Earlier this year I posted a blog on the Trials and Tribulations of Leopard cubs and their hardships faced within the first few months of being alive, it focussed on the early days in a young Leopards life, eating, playing, nursing and staying alive. This blog is aimed at the later stages in their lives, the time in a Leopards life when everything around them begins to fall apart and each relationship they ever knew crumbles and disappears within a few months.

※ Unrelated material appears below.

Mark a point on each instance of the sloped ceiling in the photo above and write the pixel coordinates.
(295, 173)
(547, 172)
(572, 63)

As a young male Leopard begin to grow and mature, he needs to feed more to sustain his growth and this puts much pressure on its mother, who will have to share most of her meal with her ageing cub. As theory has it, when Leopards reach an age of 18 months old their mothers being to spend less time with them and begin to push them away, a natural process whereby the, now sub-adult, needs to learn what it is like to fend for itself, live a solitary life without the safety blanket of its mother. The fact that the young male now spends less time with its mother puts it in a vulnerable position as it now will have to hunt for itself and defend its kill against the threats of Lions, Hyenas and other Leopards.

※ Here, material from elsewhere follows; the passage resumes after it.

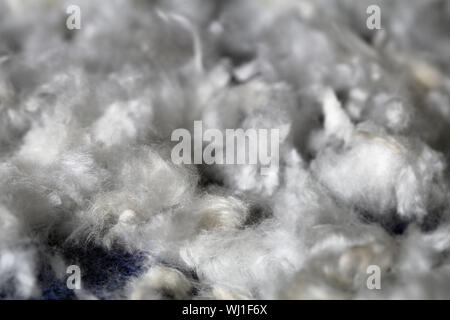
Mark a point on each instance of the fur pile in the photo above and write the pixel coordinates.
(86, 176)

Again, as theory has it, by 22 months the sub-adult should be independent of its mother and this is where the harsh realities of life as a Leopard kick in. With no support from its mother, it is now alone, faced with the challenges of the wilderness.
From this age, a young male will lead a nomadic lifestyle, seeking refuge from other predators and avoiding conflict wherever I can. It needs to be like a ghost within territories of other Leopards, avoiding interaction and conflict as much as possible. However, such confrontations are necessary for learning and a way in which a Leopard gains experience for its future success. In its nomadic lifestyle, a young male will wonder out of its Natal territory, away from the safety of its mother and its father’s territory, and will encounter other male Leopards, dominant in their own territories. It is estimated that a young male, independent from its mother can venture up to 24km from its home territory to new areas, scouting new hunting areas and in avoidance of other predators. On average, at the age of 4 and a half years, these males, if they survive battles, hunger, conflict, Lions, and injury, they will begin to challenge for their own territory and begin to dominate land and therefore take over female Leopards and their territories. A full circle of life, cub to adult, through many testing times.
There are currently 2 young males that are being seen on Londolozi, both photographed in this post, namely the Vomba Young Male and a completely unknown young male who has been viewed for the past 10 days. A true testament to their difficult lives, these 2 have both encountered Hyena’s on several occasions, have had their meals stolen and have, in true Leopard style, had to stash their kills in large trees away from danger.
Good luck to them both in the next few years, may they prosper and fight, learn and earn the right of passage into the world of a dominant male Leopard.